Polo-like Kinase 1-targeting Chitosan Nanoparticles Suppress the Progression of Hepatocellular Carcinoma

Title:Polo-like Kinase 1-targeting Chitosan Nanoparticles Suppress the Progression of Hepatocellular Carcinoma

Volume: 17 Issue: 7

Author(s): Dongzhi Wang, Renan Chang, Gang Wang, Baoying Hu, Yong Qiang and Zhong Chen*

Affiliation:

• Department of Hepatobiliary Surgery, Affiliated Hospital of Nantong University and Research Institute of Hepatobiliary Surgery of Nantong University, No. 20, Xisi Road, Nantong 226001, Jiangsu Province,China

Keywords: GCP nanoparticle, target therapy, PLK1, hepatocellular carcinoma, SiRNA, HCC cells.

Abstract: Background: Recent investigations have implicated that Chitosan-nucleotide nanoparticles might be useful non-viral carriers in gene therapy. Polo-like kinase 1 (PLK1) has been reported to be an important oncogene that exerted considerable therapeutic merit in hepatocellular carcinoma (HCC).

Objective: We explored whether Galactosylated chitosan-graft-poly(ethylene glycol) (GCP) nanoparticlemediated delivery of PLK1 siRNA nucleotides could serve as an effective anti-cancer agent for HCC therapy.

Method: GCP nanoparticles were prepared to deliver PLK1 siRNA oligos into HCC cells and tissues.
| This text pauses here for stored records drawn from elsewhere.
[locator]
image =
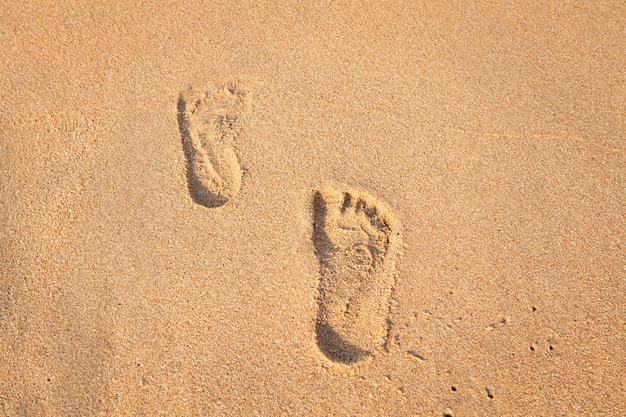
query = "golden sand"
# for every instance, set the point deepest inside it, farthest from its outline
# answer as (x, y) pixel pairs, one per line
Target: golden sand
(493, 133)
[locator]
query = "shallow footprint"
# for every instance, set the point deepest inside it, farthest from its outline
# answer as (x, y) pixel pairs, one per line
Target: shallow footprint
(209, 124)
(356, 240)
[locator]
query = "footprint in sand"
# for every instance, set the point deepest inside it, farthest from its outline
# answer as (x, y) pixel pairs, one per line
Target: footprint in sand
(356, 240)
(209, 124)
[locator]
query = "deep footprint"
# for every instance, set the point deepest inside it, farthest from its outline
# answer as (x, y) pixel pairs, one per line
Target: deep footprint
(209, 124)
(356, 240)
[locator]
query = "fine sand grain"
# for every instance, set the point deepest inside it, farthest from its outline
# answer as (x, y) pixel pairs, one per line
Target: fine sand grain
(232, 248)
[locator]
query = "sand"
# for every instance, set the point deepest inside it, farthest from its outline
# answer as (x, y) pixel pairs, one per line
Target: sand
(493, 133)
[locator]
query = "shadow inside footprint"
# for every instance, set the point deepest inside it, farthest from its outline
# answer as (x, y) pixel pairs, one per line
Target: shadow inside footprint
(355, 238)
(197, 191)
(334, 347)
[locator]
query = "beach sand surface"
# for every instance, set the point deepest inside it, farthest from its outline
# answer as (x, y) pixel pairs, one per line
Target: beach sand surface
(492, 133)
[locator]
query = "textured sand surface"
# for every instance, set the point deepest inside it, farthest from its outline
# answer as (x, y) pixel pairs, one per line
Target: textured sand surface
(494, 133)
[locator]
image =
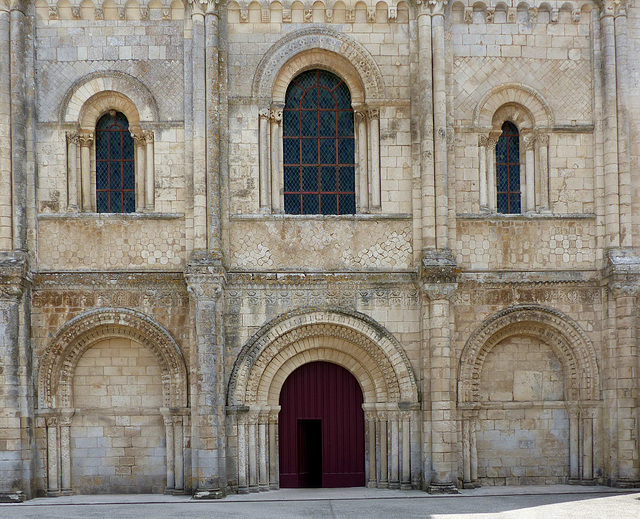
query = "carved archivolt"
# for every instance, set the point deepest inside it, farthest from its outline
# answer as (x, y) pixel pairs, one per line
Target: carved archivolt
(349, 339)
(338, 52)
(123, 87)
(539, 111)
(58, 363)
(566, 338)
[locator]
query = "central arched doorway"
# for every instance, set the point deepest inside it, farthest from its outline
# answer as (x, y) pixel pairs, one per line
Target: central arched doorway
(321, 428)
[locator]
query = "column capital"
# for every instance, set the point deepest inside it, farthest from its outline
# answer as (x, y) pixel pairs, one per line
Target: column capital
(14, 275)
(438, 267)
(205, 275)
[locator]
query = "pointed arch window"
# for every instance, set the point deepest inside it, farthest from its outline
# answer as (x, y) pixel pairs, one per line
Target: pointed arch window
(508, 170)
(115, 167)
(318, 145)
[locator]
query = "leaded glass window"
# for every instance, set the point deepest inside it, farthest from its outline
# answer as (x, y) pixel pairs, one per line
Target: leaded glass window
(319, 144)
(115, 172)
(508, 170)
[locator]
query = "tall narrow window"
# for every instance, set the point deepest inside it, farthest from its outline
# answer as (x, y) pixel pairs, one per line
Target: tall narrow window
(318, 135)
(508, 170)
(115, 171)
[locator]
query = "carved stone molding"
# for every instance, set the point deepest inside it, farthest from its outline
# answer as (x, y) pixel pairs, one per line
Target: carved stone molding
(566, 338)
(278, 344)
(317, 38)
(58, 362)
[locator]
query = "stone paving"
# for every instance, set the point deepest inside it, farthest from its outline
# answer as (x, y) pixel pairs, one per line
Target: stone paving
(560, 501)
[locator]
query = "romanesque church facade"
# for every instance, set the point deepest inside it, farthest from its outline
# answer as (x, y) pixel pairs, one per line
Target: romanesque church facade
(254, 245)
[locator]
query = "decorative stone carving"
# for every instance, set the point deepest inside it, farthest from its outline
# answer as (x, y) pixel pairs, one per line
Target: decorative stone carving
(566, 338)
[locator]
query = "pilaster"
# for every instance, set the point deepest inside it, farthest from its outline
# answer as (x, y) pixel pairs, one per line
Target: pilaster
(206, 279)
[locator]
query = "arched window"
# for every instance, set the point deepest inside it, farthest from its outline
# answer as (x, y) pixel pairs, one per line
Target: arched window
(319, 146)
(115, 169)
(508, 170)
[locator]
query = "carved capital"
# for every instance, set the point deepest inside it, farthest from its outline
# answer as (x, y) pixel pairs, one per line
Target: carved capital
(276, 115)
(438, 266)
(14, 275)
(205, 276)
(85, 138)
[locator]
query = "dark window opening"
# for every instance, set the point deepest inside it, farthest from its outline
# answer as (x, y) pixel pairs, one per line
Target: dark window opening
(115, 169)
(319, 146)
(508, 170)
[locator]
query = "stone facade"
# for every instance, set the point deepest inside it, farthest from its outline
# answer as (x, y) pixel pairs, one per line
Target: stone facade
(145, 351)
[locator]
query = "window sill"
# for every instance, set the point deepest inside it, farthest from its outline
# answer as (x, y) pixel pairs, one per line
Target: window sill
(113, 217)
(321, 217)
(526, 216)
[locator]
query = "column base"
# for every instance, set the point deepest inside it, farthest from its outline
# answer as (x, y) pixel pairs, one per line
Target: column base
(442, 488)
(209, 494)
(12, 497)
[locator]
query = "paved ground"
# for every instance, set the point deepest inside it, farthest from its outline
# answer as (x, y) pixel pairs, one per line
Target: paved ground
(561, 502)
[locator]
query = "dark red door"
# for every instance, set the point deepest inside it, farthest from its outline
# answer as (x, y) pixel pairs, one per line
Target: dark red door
(321, 428)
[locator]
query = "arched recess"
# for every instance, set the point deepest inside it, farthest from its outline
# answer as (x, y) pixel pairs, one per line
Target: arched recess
(86, 101)
(269, 80)
(108, 81)
(326, 49)
(351, 340)
(566, 338)
(532, 116)
(582, 384)
(513, 93)
(58, 362)
(55, 388)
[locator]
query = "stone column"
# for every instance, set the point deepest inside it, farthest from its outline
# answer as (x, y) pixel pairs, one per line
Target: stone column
(542, 171)
(375, 204)
(243, 485)
(214, 124)
(622, 110)
(482, 149)
(199, 130)
(274, 465)
(263, 422)
(363, 160)
(574, 445)
(53, 460)
(19, 124)
(529, 141)
(440, 123)
(263, 146)
(66, 416)
(6, 217)
(439, 285)
(170, 443)
(72, 172)
(622, 276)
(150, 182)
(405, 482)
(86, 142)
(276, 159)
(205, 279)
(15, 411)
(371, 418)
(425, 111)
(141, 169)
(611, 180)
(492, 190)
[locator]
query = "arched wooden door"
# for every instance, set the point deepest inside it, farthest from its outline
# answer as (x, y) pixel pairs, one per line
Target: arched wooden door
(321, 428)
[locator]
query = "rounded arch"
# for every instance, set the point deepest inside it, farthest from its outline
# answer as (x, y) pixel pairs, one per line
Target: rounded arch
(318, 48)
(118, 87)
(565, 337)
(346, 338)
(58, 363)
(513, 94)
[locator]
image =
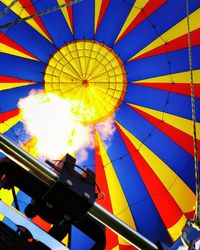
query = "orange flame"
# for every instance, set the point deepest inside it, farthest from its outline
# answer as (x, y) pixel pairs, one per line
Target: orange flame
(56, 126)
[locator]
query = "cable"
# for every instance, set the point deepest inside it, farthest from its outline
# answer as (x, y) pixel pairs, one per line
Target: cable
(10, 24)
(197, 208)
(7, 8)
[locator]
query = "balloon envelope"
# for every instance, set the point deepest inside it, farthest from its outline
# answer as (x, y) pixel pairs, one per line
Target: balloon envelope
(124, 66)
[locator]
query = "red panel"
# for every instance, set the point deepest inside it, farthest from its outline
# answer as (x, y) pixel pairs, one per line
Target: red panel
(176, 44)
(179, 88)
(122, 247)
(180, 138)
(70, 13)
(27, 4)
(164, 202)
(9, 42)
(8, 79)
(104, 6)
(148, 9)
(7, 115)
(111, 238)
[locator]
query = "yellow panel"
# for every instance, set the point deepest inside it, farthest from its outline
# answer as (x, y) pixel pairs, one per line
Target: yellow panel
(65, 13)
(8, 85)
(65, 241)
(178, 122)
(116, 248)
(138, 5)
(120, 205)
(183, 77)
(83, 71)
(19, 10)
(176, 31)
(9, 123)
(97, 12)
(176, 230)
(181, 193)
(9, 50)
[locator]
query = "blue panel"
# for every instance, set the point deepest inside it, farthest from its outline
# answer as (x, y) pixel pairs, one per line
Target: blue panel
(113, 21)
(27, 37)
(55, 23)
(18, 134)
(9, 99)
(163, 19)
(172, 103)
(135, 191)
(23, 200)
(169, 152)
(159, 65)
(83, 19)
(22, 68)
(80, 240)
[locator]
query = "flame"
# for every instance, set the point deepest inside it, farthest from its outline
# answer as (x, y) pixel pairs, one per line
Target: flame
(56, 126)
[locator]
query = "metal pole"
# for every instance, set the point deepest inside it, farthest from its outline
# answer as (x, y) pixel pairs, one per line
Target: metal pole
(41, 171)
(26, 161)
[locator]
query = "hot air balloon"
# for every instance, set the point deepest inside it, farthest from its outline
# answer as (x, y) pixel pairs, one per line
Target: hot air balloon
(112, 77)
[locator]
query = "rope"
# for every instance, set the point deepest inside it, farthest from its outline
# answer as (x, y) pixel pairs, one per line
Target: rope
(7, 25)
(197, 208)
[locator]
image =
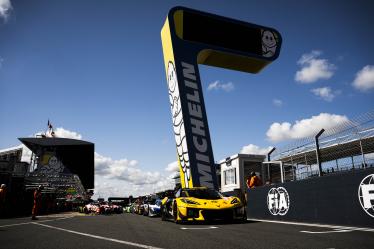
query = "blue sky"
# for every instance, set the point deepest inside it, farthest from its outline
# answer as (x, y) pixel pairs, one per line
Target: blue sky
(96, 68)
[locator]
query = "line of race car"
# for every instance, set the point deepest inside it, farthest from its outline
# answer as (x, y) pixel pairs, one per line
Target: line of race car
(184, 205)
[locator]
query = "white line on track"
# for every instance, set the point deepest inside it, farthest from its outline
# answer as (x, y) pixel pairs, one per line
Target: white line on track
(99, 237)
(364, 229)
(32, 222)
(197, 228)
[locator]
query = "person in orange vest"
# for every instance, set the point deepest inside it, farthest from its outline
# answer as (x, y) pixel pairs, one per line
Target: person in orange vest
(37, 201)
(254, 181)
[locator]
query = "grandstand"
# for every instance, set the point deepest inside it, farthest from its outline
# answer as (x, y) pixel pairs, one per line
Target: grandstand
(349, 146)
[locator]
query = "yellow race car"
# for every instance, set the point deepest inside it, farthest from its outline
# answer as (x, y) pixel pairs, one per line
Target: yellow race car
(200, 204)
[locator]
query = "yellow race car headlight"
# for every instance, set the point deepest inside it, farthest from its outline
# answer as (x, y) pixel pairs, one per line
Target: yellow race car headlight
(191, 202)
(235, 201)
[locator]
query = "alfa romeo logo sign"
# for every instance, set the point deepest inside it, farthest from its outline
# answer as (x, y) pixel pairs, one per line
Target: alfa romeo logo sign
(366, 194)
(278, 201)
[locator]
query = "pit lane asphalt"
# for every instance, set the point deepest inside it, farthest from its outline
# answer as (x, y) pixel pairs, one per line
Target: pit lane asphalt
(120, 230)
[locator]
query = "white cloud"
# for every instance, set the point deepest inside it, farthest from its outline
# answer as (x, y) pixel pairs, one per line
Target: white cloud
(364, 80)
(314, 68)
(304, 128)
(325, 93)
(5, 8)
(255, 150)
(217, 85)
(63, 133)
(277, 102)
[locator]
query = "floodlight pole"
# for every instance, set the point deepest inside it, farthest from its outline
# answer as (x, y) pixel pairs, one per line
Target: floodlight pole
(318, 154)
(269, 153)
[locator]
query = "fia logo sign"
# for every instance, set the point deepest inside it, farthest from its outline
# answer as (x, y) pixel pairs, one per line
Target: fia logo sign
(366, 194)
(278, 201)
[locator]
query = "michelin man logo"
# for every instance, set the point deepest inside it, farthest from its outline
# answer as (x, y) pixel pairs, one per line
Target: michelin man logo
(278, 201)
(53, 166)
(269, 43)
(366, 194)
(178, 123)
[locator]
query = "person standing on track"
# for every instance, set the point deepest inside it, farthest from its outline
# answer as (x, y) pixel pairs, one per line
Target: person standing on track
(37, 201)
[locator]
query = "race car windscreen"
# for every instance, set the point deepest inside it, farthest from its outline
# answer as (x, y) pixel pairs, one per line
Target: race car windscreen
(209, 194)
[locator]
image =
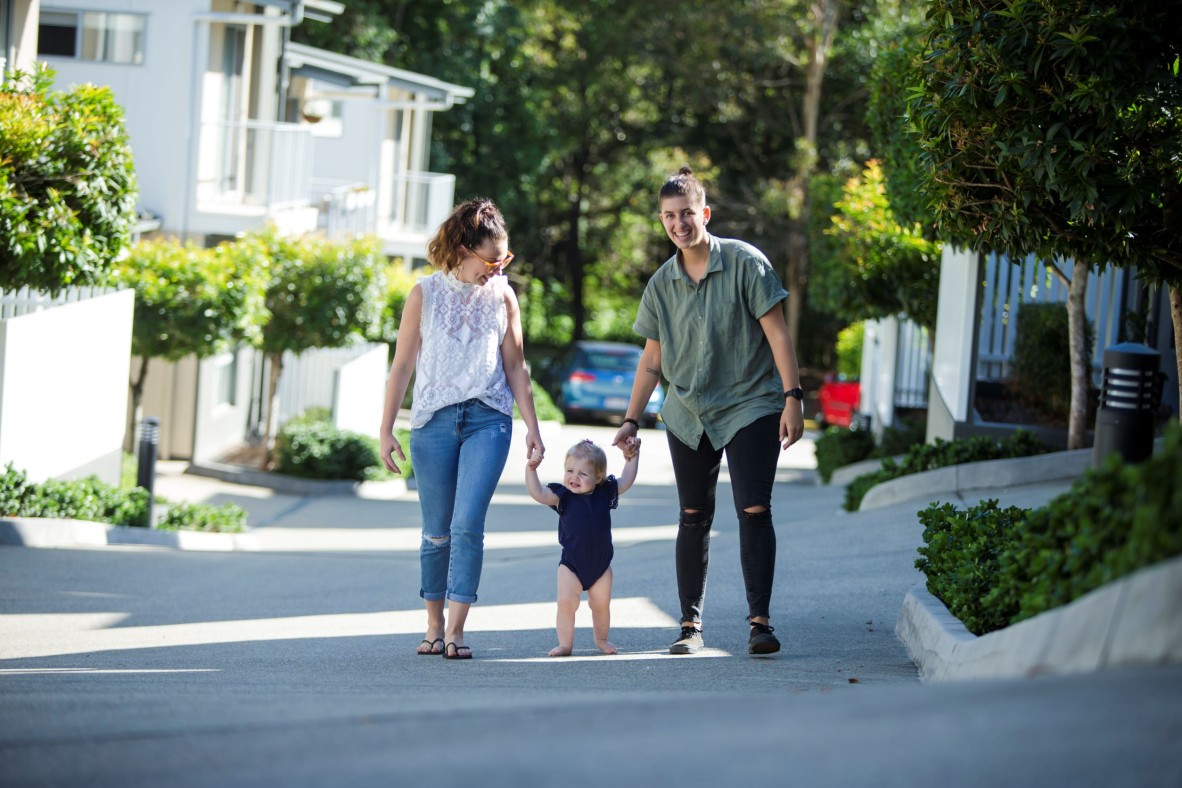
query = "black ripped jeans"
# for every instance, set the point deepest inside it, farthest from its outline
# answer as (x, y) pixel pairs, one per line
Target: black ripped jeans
(752, 457)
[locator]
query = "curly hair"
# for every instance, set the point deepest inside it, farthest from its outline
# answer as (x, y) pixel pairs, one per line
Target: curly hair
(471, 223)
(682, 183)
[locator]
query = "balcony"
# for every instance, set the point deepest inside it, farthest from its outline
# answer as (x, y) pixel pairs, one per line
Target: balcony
(419, 204)
(251, 173)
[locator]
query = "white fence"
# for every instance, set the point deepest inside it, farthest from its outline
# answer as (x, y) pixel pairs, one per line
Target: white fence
(64, 364)
(1008, 285)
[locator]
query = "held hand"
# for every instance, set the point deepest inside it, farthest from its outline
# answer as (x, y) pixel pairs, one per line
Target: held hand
(390, 447)
(533, 445)
(792, 423)
(627, 431)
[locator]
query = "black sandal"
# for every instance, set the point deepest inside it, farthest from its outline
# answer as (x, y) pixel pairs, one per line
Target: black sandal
(460, 652)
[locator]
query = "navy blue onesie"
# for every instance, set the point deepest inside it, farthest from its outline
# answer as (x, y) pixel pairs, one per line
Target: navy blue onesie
(584, 529)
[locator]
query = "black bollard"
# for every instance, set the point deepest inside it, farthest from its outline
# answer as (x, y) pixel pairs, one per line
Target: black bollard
(1130, 392)
(145, 471)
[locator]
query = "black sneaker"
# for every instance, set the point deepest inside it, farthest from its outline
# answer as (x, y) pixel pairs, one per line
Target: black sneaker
(761, 640)
(689, 642)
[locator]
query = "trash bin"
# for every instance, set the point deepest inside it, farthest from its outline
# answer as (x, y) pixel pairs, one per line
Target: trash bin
(1130, 394)
(145, 470)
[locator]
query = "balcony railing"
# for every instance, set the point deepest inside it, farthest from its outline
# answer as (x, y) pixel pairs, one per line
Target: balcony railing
(421, 202)
(255, 163)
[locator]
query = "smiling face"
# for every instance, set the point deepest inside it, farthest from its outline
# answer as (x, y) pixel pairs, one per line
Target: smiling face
(474, 266)
(580, 476)
(684, 220)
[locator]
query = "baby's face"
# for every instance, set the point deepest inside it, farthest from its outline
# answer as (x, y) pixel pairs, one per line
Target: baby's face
(579, 476)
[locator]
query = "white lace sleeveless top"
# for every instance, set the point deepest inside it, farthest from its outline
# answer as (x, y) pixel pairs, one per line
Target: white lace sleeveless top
(460, 353)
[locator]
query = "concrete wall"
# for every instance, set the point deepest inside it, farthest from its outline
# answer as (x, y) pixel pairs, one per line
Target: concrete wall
(64, 389)
(359, 392)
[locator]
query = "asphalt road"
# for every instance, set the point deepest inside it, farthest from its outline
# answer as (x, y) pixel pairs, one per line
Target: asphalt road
(296, 665)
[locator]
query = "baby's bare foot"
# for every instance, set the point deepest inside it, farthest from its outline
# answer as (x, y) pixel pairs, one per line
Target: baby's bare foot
(605, 646)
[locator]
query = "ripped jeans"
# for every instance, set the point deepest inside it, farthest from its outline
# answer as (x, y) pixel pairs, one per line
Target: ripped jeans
(459, 456)
(752, 457)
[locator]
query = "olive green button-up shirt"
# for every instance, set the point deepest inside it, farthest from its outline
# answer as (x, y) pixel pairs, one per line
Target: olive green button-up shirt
(714, 355)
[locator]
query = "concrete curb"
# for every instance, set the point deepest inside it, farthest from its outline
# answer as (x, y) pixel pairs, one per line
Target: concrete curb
(979, 475)
(294, 484)
(50, 532)
(1134, 620)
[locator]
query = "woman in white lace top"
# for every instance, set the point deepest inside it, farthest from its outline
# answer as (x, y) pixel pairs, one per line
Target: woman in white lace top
(461, 327)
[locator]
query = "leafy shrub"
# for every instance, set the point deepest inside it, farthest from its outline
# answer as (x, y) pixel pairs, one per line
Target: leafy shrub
(226, 519)
(838, 447)
(320, 450)
(90, 499)
(961, 558)
(1040, 375)
(993, 567)
(942, 454)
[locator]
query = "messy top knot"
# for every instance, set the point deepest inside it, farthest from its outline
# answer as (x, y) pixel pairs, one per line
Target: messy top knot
(683, 184)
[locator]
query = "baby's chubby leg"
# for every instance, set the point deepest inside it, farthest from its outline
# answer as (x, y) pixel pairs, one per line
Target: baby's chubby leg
(570, 591)
(599, 599)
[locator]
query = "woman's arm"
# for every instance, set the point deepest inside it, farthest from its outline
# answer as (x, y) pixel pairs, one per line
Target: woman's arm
(518, 375)
(792, 418)
(648, 376)
(406, 355)
(631, 466)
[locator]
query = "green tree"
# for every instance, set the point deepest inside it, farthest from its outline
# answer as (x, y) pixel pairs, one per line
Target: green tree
(67, 184)
(882, 267)
(320, 293)
(189, 300)
(1054, 128)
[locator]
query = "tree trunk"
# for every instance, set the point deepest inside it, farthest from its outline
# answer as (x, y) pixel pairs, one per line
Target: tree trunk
(277, 369)
(1080, 365)
(1176, 313)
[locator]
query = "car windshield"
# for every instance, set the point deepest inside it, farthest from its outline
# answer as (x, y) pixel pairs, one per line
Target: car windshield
(609, 362)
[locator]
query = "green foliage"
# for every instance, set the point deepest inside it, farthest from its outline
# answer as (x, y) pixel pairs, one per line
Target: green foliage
(90, 499)
(320, 450)
(1053, 128)
(942, 454)
(226, 519)
(1040, 375)
(882, 267)
(192, 300)
(67, 184)
(322, 293)
(961, 558)
(994, 567)
(837, 448)
(849, 350)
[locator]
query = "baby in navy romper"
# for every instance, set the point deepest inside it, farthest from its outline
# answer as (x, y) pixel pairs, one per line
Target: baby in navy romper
(584, 502)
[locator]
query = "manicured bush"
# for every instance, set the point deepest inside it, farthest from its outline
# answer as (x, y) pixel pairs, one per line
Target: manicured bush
(90, 499)
(838, 447)
(993, 567)
(942, 454)
(320, 450)
(960, 558)
(226, 519)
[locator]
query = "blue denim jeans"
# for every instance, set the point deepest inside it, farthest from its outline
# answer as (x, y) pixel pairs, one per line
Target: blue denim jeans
(459, 456)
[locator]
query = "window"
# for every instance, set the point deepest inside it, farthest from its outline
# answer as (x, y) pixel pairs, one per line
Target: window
(91, 36)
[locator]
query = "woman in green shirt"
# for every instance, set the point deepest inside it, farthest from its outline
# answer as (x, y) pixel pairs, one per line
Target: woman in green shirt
(714, 326)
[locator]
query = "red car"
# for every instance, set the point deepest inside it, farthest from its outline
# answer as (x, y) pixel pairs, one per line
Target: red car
(838, 402)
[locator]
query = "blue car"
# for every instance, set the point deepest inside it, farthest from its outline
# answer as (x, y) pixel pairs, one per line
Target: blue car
(597, 383)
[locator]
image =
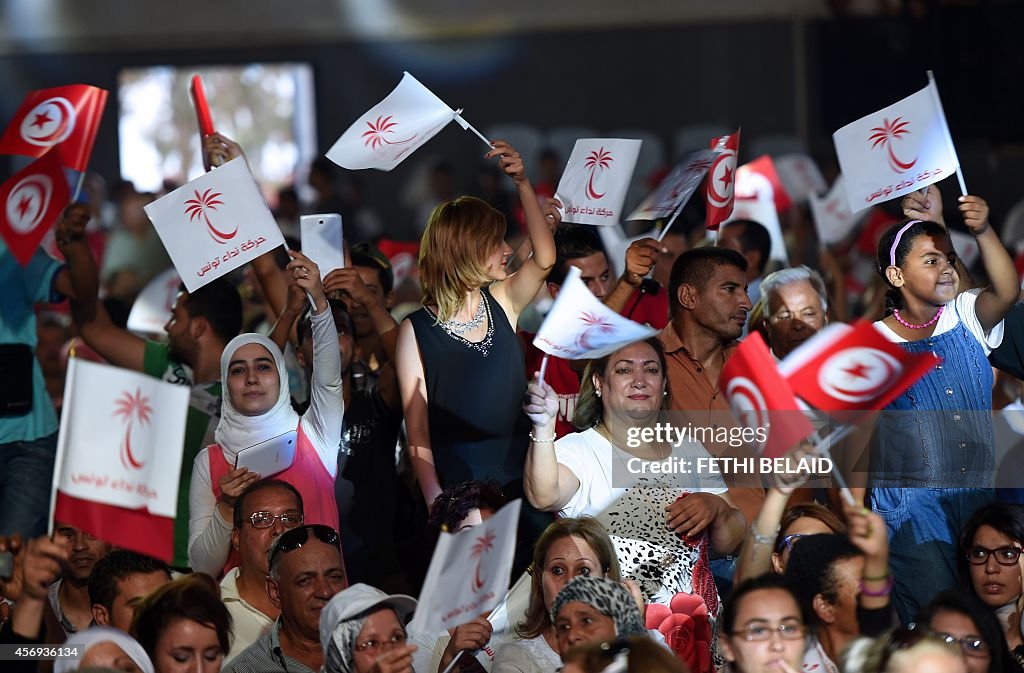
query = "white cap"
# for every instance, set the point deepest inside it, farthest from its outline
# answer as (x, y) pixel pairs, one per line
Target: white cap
(357, 599)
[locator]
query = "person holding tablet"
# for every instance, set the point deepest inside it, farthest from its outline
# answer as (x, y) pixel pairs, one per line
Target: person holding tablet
(257, 411)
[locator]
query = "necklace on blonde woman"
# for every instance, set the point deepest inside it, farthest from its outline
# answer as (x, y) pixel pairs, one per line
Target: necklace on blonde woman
(930, 323)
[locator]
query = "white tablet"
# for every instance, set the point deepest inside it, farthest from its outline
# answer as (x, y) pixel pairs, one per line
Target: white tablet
(269, 457)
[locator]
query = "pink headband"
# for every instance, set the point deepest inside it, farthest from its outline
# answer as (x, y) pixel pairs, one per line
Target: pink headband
(899, 235)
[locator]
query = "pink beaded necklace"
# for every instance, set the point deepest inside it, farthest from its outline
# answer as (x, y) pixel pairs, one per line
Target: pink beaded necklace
(916, 327)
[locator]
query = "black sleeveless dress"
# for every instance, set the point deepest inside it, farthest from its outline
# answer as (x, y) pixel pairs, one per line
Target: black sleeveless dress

Real-time fluorescence quantitative PCR (RFQ-PCR) and western blotting analyses were used to examine the efficiency of nanoparticle-mediated depletion of PLK1 in HepG2 cells. Cell proliferation and apoptotic death were also examined using flow cytometric, MTT and TUNEL assays. Xenograft mouse model was conducted to assess the impact of GCP/siRNA nanoparticles on the in vivo growth of HCC cells.

Results: GCP nanoparticles bind to PLK1 siRNA efficiently. The particle size and zeta potential of GCP/siRNA nanoparticles are suitable for cellular delivery. PLK1-targeting nanoparticles inhibited cell proliferation through inducing G2/M phase arrest with a higher efficacy than a selective and potent PLK1 inhibitor BI 2536. Moreover, TUNEL assay revealed that PLK1-siRNA nanoparticles induced apparent apoptosis in HepG2 cells. In addition, PLK1-targeting nanoparticles induced significant upregulation of cellular p53, Bax and p21, whereas the level of Bcl-2 was impaired in HCC cells. Moreover, PLK1-targeting nanoparticles impaired the tumorigenicity of HepG2 cells in vivo.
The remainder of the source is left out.